It is the regular expressions that make SED powerful and efficient. A number of complex tasks can be solved with regular expressions. Any command-line expert knows the power of regular expressions.
Like many other GNU/Linux utilities, SED too supports regular expressions, which are often referred to as as regex. This chapter describes regular expressions in detail. The chapter is divided into three sections: Standard regular expressions, POSIX classes of regular expressions, and Meta characters.
Standard Regular Expressions
Start of line (^)
In regular expressions terminology, the caret(^) symbol matches the start of a line. The following example prints all the lines that start with the pattern “The”.
[jerry]$ sed -n '/^The/ p' books.txt
On executing the above code, you get the following result:
The Two Towers, J. R. R. Tolkien The Alchemist, Paulo Coelho The Fellowship of the Ring, J. R. R. Tolkien The Pilgrimage, Paulo Coelho
End of Line ($)
End of line is represented by the dollar($) symbol. The following example prints the lines that end with “Coelho”.
[jerry]$ sed -n '/Coelho$/ p' books.txt
On executing the above code, you get the following result:
The Alchemist, Paulo Coelho The Pilgrimage, Paulo Coelho
Single Character (.)
The Dot(.) matches any single character except the end of line character. The following example prints all three letter words that end with the character “t”.
[jerry]$ echo -e "cat\nbat\nrat\nmat\nbatting\nrats\nmats" | sed -n '/^..t$/p'
On executing the above code, you get the following result:
cat bat rat mat
Match Character Set ([])
In regular expression terminology, a character set is represented by square brackets ([]). It is used to match only one out of several characters. The following example matches the patterns “Call” and “Tall” but not “Ball”.
[jerry]$ echo -e "Call\nTall\nBall" | sed -n '/[CT]all/ p'
On executing the above code, you get the following result:
Call Tall
Exclusive Set ([^])
In exclusive set, the caret negates the set of characters in the square brackets. The following example prints only “Ball”.
[jerry]$ echo -e "Call\nTall\nBall" | sed -n '/[^CT]all/ p'
On executing the above code, you get the following result:
Ball
Character Range ([-])
When a character range is provided, the regular expression matches any character within the range specified in square brackets. The following example matches “Call” and “Tall” but not “Ball”.
[jerry]$ echo -e "Call\nTall\nBall" | sed -n '/[C-Z]all/ p'
On executing the above code, you get the following result:
Call Tall
Now let us modify the range to “A-P” and observe the result.
[jerry]$ echo -e "Call\nTall\nBall" | sed -n '/[A-P]all/ p'
On executing the above code, you get the following result:
Call Ball
Zero on One Occurrence (\?)
In SED, the question mark (\?) matches zero or one occurrence of the preceding character.
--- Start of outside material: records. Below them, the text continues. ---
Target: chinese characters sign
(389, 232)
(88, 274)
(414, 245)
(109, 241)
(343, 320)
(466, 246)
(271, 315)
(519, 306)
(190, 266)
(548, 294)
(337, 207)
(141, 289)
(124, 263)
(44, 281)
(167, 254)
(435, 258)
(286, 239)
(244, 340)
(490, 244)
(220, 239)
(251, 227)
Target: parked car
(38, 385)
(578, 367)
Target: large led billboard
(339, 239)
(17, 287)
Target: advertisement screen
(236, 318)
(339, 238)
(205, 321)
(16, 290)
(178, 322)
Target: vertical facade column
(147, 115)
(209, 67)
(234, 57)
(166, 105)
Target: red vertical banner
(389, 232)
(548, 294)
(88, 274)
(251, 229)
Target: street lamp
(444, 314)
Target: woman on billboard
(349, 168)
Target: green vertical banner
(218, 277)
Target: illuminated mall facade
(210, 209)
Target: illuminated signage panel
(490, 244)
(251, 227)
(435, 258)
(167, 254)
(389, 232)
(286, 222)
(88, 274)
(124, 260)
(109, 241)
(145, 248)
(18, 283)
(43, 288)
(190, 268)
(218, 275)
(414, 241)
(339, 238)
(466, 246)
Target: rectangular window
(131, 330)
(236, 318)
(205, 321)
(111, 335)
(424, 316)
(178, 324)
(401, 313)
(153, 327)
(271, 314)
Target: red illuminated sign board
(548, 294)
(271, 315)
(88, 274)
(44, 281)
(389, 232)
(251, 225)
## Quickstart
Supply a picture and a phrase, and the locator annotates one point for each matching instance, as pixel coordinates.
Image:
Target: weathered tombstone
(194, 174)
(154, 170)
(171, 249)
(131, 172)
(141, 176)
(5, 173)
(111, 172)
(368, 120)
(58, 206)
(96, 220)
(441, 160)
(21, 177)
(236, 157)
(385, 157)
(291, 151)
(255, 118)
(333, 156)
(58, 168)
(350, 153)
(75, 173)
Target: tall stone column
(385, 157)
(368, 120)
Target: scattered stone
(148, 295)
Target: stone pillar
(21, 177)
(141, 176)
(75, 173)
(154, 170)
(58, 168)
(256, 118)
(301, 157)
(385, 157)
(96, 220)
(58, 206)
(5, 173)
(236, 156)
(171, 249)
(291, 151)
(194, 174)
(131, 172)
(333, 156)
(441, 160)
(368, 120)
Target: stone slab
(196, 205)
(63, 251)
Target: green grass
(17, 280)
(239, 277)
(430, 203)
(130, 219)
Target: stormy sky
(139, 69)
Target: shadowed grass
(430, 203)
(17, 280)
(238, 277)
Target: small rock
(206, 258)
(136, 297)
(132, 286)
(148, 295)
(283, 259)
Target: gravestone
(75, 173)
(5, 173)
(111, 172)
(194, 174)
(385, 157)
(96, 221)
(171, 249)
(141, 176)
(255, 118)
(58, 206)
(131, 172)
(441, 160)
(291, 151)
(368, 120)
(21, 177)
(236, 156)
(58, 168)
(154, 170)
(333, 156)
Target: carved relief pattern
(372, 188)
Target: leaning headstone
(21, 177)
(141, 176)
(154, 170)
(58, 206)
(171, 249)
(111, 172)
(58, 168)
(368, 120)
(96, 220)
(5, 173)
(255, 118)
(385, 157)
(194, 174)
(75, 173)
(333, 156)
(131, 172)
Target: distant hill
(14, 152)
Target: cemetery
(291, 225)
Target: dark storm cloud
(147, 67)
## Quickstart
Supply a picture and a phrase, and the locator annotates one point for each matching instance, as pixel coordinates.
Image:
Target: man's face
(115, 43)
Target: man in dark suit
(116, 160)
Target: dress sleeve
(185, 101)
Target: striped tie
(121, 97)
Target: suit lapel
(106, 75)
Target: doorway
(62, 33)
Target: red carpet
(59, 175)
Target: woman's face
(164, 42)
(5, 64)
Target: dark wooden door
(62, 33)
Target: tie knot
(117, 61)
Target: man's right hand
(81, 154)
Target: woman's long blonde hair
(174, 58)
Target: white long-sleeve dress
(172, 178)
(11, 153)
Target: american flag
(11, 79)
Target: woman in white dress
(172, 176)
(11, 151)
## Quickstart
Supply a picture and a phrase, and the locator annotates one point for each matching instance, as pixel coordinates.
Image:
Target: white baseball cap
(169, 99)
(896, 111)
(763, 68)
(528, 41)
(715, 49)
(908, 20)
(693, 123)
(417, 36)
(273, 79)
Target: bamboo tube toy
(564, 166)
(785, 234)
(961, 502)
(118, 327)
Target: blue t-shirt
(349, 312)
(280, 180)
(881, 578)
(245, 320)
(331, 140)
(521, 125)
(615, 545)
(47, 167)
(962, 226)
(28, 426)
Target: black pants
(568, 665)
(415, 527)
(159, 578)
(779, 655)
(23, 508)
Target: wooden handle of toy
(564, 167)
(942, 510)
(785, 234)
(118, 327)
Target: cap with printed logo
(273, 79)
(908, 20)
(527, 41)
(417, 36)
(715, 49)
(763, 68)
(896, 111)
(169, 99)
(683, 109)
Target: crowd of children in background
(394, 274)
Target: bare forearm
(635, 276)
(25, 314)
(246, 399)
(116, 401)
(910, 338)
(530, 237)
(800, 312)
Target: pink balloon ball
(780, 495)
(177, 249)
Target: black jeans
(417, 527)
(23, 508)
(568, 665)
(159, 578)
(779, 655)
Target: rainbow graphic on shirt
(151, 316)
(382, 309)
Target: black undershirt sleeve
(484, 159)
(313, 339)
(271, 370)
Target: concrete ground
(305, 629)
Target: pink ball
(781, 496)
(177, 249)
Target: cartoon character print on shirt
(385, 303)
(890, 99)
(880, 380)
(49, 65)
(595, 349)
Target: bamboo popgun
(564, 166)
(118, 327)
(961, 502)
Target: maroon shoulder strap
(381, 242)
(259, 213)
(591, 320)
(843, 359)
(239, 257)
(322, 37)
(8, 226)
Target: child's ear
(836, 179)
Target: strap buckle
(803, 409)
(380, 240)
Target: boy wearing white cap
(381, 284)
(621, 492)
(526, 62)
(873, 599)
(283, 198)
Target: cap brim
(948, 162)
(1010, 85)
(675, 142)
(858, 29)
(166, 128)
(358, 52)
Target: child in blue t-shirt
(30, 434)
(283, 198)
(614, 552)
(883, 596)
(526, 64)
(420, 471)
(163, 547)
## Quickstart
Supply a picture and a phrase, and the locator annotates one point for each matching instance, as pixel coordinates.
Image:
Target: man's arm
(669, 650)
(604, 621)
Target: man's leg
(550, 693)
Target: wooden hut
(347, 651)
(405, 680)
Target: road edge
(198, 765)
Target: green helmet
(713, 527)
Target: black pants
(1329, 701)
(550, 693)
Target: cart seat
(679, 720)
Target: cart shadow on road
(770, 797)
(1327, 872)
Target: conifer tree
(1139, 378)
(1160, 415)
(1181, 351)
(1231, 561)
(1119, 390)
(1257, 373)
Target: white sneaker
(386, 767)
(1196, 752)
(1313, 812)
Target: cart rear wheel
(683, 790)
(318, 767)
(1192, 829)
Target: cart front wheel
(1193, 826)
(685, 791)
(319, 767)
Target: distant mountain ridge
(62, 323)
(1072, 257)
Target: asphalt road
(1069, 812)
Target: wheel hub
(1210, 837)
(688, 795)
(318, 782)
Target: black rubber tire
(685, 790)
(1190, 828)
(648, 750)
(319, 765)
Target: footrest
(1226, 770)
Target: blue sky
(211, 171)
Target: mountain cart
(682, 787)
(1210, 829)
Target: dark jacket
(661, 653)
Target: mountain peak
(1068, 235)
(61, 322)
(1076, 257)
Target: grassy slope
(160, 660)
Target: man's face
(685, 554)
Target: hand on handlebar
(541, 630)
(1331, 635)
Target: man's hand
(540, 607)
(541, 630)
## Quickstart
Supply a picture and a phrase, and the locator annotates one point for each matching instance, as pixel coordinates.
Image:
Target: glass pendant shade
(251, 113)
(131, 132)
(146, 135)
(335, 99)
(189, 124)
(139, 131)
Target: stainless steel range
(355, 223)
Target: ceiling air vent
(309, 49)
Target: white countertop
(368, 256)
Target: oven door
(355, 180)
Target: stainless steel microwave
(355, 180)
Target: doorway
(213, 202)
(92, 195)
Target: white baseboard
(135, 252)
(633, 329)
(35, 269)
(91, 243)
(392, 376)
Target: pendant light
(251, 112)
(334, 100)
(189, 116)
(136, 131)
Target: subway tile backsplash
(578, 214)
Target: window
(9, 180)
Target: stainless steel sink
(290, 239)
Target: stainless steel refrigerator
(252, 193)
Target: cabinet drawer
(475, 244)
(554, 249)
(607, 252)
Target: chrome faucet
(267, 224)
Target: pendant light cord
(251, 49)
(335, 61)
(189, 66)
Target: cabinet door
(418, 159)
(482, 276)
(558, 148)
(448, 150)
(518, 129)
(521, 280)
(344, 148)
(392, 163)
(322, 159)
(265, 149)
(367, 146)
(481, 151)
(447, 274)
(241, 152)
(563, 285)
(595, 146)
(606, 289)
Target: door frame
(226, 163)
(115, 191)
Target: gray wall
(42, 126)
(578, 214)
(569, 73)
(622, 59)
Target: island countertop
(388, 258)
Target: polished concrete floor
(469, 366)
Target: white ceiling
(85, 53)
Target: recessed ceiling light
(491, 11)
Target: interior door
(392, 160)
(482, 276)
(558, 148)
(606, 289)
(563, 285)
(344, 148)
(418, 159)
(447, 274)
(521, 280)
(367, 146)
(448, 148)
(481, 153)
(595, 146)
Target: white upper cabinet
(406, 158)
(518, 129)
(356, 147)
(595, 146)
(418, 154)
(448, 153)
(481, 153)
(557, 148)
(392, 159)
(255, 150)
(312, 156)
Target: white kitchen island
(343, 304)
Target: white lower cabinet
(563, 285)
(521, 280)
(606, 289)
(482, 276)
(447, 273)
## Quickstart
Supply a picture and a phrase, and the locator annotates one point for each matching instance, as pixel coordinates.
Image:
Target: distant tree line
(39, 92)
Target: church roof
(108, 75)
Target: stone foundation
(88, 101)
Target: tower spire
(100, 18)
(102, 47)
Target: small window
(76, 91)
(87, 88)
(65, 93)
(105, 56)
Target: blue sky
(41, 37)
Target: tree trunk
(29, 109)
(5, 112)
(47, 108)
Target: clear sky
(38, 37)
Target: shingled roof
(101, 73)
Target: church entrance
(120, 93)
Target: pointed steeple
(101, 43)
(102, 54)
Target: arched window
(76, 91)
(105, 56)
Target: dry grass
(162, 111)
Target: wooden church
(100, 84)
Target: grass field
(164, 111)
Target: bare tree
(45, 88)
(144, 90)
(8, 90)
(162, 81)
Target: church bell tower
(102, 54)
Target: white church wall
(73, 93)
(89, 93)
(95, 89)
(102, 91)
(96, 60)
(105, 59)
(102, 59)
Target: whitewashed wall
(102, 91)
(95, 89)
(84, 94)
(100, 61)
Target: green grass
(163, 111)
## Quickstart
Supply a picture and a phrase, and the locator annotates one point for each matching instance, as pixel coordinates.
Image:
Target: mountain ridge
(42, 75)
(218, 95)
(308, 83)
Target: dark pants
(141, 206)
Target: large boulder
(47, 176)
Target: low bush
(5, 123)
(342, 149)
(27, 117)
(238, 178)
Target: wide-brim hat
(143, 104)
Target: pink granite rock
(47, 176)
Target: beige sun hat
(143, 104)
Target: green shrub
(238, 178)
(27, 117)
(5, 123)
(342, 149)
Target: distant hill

The following example matches “Behaviour” as well as “Behavior”. Here, we made “u” as an optional character by using “\?”.
[jerry]$ echo -e "Behaviour\nBehavior" | sed -n '/Behaviou\?r/ p'
On executing the above code, you get the following result:
Behaviour Behavior
One or More Occurrence (\+)
In SED, the plus symbol(\+) matches one or more occurrences of the preceding character. The following example matches one or more occurrences of “2”.
[jerry]$ echo -e "111\n22\n123\n234\n456\n222" | sed -n '/2\+/ p'
On executing the above code, you get the following result:
22 123 234 222
Zero or More Occurrence (*)
Asterisks (*) matches the zero or more occurrence of the preceding character. The following example matches “ca”, “cat”, “catt”, and so on.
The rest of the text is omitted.